- Нет! - продолжал он. - Город ему нужен! А того не понимает, что город, брат, жесток. Безжалостен! Глух к твоей беде, к твоей нужде!
Отец, однако, не высказал всего, о чем думал и что тяжким грузом лежало у него на сердце. Это были лишь слова о недавнем, об отъезде сына.
- Да разве ж я враг сыну своему? Нешто мне хотелось, чтобы сын был бездомным, голодным? Ну кто ж его гнал поперед батьки в пекло? Ну, пишешь ты - пиши! - говорил он. - Пиши! Сочиняй! Но и работай!
Наконец, кажется, это было в марте, пришло письмо. Скупое, немногословное, с долей какой-то грусти. Писал матери, что скучает по родным местам, что в душе он такой же, как прежде, что и сны видит все еще деревенские, но каждый день приходится метаться в суматохе, что город ошеломил его своим шумом, спешкой, этажностью и многолюдностью, но о возврате не может быть и речи.
Письмо было таким, какие пишут люди, находящиеся на развилке жизненных путей. Но и то было хорошо, что хоть жив, цел, не забыл родных. Мать наша, да и все мы так соскучились, что решили немедля ответить Александру и просить, чтобы он сфотографировался и прислал карточку.
И фотография пришла. Всматривались, радовались все вместе и каждый в отдельности, хотя снимок был не совсем удачным: выглядел Александр несколько грубоватым. Сфотографировался он в той же сшитой матерью рубашке, в которой уехал в город, что, между прочим, не преминула отметить злоязыкая соседка, когда обрадованная мать показала ей снимок.

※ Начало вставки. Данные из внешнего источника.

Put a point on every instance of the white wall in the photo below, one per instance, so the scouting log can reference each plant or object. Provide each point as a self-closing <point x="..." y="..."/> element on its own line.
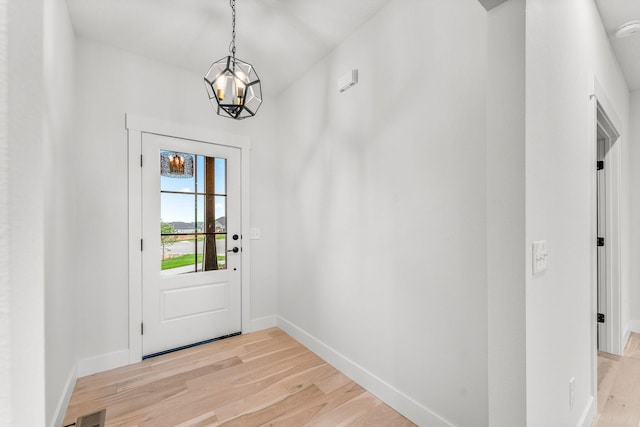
<point x="506" y="214"/>
<point x="382" y="237"/>
<point x="23" y="236"/>
<point x="565" y="45"/>
<point x="5" y="282"/>
<point x="109" y="83"/>
<point x="60" y="204"/>
<point x="634" y="214"/>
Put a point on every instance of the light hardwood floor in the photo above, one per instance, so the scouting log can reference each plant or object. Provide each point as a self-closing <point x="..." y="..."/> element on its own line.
<point x="261" y="379"/>
<point x="619" y="387"/>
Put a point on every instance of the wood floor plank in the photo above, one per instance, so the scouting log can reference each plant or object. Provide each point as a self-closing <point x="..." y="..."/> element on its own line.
<point x="619" y="387"/>
<point x="265" y="378"/>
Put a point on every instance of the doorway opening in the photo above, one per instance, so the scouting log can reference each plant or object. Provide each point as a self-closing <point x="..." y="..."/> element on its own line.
<point x="609" y="330"/>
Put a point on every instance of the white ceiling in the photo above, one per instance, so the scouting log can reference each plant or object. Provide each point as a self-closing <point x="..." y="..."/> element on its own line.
<point x="615" y="13"/>
<point x="280" y="38"/>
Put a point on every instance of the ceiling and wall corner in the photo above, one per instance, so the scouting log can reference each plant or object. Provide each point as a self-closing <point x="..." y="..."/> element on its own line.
<point x="634" y="235"/>
<point x="192" y="34"/>
<point x="490" y="4"/>
<point x="170" y="68"/>
<point x="627" y="50"/>
<point x="566" y="44"/>
<point x="384" y="211"/>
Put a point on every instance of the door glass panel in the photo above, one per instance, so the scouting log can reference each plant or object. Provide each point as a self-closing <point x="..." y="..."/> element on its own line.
<point x="193" y="215"/>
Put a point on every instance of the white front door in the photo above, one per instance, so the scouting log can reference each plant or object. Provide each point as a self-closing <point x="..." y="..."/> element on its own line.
<point x="191" y="275"/>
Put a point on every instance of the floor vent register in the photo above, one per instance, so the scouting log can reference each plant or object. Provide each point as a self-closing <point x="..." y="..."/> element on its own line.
<point x="92" y="420"/>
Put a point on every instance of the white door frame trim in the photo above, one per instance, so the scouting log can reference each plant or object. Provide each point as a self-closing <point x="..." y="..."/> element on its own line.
<point x="599" y="105"/>
<point x="136" y="126"/>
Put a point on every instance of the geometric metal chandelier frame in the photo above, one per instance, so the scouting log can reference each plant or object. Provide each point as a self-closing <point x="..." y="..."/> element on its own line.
<point x="233" y="85"/>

- Все еще в той же серой рубашке! - съязвила она, показав кончик языка.
Мать, помню, пробовала возразить, что цвет-то по карточке не узнаешь, может, рубашка и не серая вовсе. Но соседка и тут нашлась, указала на пуговицы:
- Да что ты, Митрофановна, пуговицы-то те же самые!

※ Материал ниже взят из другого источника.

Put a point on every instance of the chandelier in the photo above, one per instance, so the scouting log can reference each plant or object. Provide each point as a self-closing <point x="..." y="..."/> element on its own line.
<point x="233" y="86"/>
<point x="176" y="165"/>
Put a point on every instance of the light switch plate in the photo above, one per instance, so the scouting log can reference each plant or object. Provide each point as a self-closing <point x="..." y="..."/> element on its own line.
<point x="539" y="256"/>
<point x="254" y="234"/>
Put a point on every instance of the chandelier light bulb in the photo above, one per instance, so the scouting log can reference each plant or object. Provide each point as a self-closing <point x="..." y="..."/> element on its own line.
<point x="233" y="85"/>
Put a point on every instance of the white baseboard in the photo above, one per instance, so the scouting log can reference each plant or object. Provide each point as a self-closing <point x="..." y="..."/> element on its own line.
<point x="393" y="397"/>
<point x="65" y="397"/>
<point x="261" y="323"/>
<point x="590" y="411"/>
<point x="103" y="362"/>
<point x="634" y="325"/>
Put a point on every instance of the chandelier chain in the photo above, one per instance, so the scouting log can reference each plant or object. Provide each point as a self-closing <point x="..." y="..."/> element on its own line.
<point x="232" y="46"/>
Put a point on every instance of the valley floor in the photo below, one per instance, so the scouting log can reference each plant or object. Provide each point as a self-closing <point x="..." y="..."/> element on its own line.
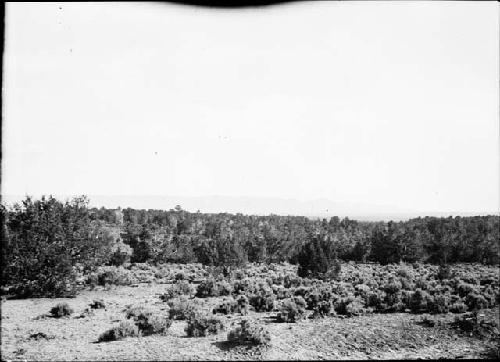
<point x="375" y="336"/>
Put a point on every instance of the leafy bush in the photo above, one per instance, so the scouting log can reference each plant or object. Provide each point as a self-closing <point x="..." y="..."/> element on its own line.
<point x="207" y="288"/>
<point x="421" y="302"/>
<point x="61" y="310"/>
<point x="179" y="288"/>
<point x="148" y="321"/>
<point x="349" y="306"/>
<point x="199" y="325"/>
<point x="227" y="306"/>
<point x="44" y="240"/>
<point x="480" y="325"/>
<point x="181" y="308"/>
<point x="97" y="304"/>
<point x="292" y="310"/>
<point x="249" y="333"/>
<point x="123" y="330"/>
<point x="441" y="304"/>
<point x="111" y="275"/>
<point x="476" y="301"/>
<point x="445" y="272"/>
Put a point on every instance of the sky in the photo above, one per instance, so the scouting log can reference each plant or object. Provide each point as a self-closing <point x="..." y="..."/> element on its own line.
<point x="377" y="103"/>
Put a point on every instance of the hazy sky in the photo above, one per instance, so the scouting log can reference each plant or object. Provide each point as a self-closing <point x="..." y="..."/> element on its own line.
<point x="391" y="103"/>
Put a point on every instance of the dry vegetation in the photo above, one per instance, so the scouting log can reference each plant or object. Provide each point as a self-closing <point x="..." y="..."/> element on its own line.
<point x="173" y="312"/>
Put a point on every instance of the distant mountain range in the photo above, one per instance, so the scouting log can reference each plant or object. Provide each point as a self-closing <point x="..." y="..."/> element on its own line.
<point x="318" y="208"/>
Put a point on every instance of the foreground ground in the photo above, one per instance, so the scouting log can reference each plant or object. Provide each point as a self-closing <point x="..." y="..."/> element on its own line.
<point x="374" y="336"/>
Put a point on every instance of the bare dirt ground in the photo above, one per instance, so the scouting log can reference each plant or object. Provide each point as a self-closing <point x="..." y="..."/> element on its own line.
<point x="376" y="336"/>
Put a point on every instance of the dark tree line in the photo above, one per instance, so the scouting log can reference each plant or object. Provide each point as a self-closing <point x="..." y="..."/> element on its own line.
<point x="217" y="239"/>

Этот эпизод больно ранил нашу мать: радость ее, что сын жив и здоров, не была понята человеком, с которым она поделилась.
Мы совсем не ведали, как он там живет, чем занимается и что его ожидает впереди. И как на грех, в газетах за это время мы не встретили ничего, что было бы подписано его именем.
Потом, уже летом 1928 года, опять же после долгого ожидания, пришло письмо… из Крыма! Я уже не могу вспомнить, из какого города оно было, но о том, что Крымский полуостров находится на Черном море, я тогда знал точно. Представление о Крыме у меня и моих сверстников было как о райском месте, где почти не бывает зимы и, стало быть, жить там могут лишь люди, наделенные счастливой судьбой. О том же, что не для всех одинаково светит щедрое крымское солнце, как-то не думалось. Не приходило в голову и то, что загорьевский парень оказался в Крыму просто потому, что решил "повидать белый свет".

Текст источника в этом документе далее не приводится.